At 6:40, we all got up to pack our things and prepare for a final presentation.
We gathered at the dining room to create graphs and charts, taking us perhaps an hour or so to complete. All of this data we would present was collected from surveys and observations.
The presentation took place at 9 inside the community church. It was pretty, with white tile floors, green painted walls, and flowers hanging from the ceiling. It was also very hot. The health promoters were our audience.
Like before, everyone discussed a portion of the results. One person, for example, would explain how frequently filters were cleaned while another would mention the percentage of locals who were educated on water sanitation. And there were some good results; The majority of locals clean their filters with clean water and more than half have participated in charlas (talks) about water sanitation and hygiene. But the data itself wouldn’t stand alone; application of this information is just as important.
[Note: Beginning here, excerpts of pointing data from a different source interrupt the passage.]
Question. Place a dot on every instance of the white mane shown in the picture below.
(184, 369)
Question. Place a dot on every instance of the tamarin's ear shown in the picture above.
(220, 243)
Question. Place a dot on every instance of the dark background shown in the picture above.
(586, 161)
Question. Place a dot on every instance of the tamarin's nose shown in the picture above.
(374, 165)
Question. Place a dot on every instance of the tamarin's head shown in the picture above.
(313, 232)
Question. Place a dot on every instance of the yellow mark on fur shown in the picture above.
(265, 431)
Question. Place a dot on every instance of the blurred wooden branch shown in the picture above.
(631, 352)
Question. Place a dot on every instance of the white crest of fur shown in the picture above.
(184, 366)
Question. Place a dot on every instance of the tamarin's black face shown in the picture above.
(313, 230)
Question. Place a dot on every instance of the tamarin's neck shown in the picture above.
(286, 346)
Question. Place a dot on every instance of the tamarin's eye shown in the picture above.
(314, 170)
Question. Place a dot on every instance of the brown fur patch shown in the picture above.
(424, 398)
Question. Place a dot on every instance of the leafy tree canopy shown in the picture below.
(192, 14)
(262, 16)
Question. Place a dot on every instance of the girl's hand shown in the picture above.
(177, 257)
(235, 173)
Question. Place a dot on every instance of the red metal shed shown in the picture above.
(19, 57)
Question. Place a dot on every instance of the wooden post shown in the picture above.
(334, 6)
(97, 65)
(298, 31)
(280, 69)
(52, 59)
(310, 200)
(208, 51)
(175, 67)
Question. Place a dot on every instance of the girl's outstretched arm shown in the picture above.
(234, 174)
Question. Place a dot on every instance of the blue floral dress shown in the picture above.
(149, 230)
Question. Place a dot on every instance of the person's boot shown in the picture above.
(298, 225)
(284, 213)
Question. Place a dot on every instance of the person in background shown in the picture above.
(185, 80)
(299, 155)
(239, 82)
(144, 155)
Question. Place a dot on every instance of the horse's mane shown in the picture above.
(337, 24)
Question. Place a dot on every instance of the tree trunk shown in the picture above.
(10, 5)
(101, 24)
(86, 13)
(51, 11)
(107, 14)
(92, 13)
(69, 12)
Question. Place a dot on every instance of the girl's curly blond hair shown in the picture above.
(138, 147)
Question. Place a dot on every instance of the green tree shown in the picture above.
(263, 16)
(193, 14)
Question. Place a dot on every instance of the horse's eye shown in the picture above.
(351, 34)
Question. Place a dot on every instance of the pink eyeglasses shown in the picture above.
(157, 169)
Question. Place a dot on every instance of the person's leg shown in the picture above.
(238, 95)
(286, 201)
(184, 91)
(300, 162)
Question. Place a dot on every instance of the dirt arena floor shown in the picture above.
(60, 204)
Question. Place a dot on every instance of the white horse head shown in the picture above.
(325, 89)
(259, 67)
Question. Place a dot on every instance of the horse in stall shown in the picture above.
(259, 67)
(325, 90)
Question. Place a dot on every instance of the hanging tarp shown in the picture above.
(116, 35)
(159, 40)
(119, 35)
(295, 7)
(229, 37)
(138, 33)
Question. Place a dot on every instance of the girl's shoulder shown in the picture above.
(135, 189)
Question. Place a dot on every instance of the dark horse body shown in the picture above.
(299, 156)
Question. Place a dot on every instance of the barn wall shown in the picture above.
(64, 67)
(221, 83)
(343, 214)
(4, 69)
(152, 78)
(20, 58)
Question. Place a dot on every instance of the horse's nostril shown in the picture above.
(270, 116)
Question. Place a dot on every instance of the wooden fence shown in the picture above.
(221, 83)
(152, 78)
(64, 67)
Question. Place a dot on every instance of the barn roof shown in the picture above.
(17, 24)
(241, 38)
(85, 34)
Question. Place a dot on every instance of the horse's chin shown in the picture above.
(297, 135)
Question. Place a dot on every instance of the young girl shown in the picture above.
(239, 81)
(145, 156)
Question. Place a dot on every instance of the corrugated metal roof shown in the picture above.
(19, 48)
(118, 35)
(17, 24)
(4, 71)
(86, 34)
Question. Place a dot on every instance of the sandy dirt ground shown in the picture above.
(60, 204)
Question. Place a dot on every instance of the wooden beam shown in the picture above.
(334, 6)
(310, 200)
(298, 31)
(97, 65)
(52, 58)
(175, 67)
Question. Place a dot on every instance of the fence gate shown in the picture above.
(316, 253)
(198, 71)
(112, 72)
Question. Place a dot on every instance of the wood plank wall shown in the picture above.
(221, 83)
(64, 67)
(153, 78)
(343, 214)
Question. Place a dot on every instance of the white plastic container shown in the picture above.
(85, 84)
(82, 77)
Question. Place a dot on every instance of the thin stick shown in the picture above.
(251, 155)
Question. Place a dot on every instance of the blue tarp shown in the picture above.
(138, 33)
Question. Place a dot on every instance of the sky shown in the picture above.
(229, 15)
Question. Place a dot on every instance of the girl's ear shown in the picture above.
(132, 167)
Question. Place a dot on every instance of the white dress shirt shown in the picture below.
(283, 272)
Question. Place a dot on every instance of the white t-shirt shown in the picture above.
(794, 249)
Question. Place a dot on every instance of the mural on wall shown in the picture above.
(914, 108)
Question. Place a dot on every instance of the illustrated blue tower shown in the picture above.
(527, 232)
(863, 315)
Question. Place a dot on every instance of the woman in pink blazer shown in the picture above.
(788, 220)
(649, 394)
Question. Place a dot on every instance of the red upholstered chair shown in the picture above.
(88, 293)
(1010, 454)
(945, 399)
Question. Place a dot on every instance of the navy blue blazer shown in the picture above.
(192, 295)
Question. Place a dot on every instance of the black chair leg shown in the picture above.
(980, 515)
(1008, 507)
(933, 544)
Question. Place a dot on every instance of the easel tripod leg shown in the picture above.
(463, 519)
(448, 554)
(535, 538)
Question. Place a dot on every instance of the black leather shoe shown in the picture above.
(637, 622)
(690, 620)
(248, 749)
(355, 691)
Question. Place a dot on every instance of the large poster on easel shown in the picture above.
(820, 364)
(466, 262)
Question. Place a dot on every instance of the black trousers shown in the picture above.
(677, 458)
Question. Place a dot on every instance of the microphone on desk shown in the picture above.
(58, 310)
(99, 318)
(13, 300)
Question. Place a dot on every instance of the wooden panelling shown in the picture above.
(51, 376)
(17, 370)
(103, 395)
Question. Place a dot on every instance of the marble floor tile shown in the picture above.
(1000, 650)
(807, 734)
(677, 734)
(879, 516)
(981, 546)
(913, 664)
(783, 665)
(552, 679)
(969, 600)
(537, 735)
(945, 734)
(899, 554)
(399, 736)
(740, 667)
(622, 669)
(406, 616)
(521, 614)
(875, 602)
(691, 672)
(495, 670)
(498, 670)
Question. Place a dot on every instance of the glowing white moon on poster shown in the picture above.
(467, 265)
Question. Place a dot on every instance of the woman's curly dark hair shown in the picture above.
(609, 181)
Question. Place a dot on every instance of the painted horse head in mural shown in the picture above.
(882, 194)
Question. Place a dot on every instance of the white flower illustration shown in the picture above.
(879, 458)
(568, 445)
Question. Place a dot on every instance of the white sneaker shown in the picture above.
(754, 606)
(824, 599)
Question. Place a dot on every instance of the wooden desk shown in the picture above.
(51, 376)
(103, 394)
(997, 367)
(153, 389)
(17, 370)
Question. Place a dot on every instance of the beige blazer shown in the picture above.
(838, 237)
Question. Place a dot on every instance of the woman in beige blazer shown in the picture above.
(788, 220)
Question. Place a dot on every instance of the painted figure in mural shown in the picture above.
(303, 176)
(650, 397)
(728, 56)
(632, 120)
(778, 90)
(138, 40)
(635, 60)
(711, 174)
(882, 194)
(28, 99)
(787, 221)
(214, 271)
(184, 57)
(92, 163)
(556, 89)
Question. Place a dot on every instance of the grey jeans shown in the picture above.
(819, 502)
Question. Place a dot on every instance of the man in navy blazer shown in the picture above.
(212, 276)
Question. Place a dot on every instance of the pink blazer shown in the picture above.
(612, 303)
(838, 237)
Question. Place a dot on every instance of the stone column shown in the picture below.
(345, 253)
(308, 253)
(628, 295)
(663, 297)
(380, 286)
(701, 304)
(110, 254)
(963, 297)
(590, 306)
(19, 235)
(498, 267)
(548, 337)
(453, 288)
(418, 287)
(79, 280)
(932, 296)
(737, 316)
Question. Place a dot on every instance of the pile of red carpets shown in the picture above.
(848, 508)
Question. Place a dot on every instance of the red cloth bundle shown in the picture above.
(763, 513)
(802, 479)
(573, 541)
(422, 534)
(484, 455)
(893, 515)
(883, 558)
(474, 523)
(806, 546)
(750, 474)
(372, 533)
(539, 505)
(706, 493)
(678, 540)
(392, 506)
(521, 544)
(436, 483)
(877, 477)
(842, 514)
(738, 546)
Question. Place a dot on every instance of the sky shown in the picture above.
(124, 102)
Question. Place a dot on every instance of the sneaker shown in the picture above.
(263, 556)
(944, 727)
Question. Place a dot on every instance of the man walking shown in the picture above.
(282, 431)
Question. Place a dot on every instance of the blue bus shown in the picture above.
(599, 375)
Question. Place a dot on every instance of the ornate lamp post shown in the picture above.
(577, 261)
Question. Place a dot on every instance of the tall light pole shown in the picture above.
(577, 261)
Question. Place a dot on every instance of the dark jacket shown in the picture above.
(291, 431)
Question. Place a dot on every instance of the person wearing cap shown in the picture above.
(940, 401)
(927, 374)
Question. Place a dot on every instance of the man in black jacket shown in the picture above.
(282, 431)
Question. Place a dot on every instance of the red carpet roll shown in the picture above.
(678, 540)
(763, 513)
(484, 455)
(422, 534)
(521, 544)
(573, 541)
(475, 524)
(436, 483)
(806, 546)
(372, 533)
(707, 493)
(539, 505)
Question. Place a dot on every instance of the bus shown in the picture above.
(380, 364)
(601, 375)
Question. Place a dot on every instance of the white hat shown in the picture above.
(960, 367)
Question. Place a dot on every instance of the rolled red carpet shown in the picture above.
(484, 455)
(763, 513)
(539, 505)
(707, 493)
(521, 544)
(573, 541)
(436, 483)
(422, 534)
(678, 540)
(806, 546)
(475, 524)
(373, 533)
Another important aspect of this presentation was epistemology; How locals apply the information they receive. A good example of this would be waste disposal. People with waste in their yards either burn their trash to throw it out. However, the majority burn it and don’t want to change it. In order to motivate people to throw their trash in the can, a charla may not be sufficient enough to influence behaviors. But perhaps using strategies such as show-and-tell and activities that engage the audience more likely influences their behavior.
The presentation lasted for two hours until 11:30. We left Banco de Siquia shortly after with Jose and his family. They were dropped off in El Ayote and we stopped to eat lunch at a restaurant nearby. On the menu was some seafood with rice,veggies, and plantains. I was so happy to be able to eat fish again.
By 8 pm, we arrived in Managua stuck in some traffic on the way.
Later that night, we rode taxis over to a pizzeria. It was the last supper, as some of our travel buddies would leave us the next day. So we socialized for a good while. I then talked to Helen, who was an AMOS staff leader working with children. And without a doubt she loves kids. We talked about how there were a lot of kids in El Bambu, while in Banco there were at least a few.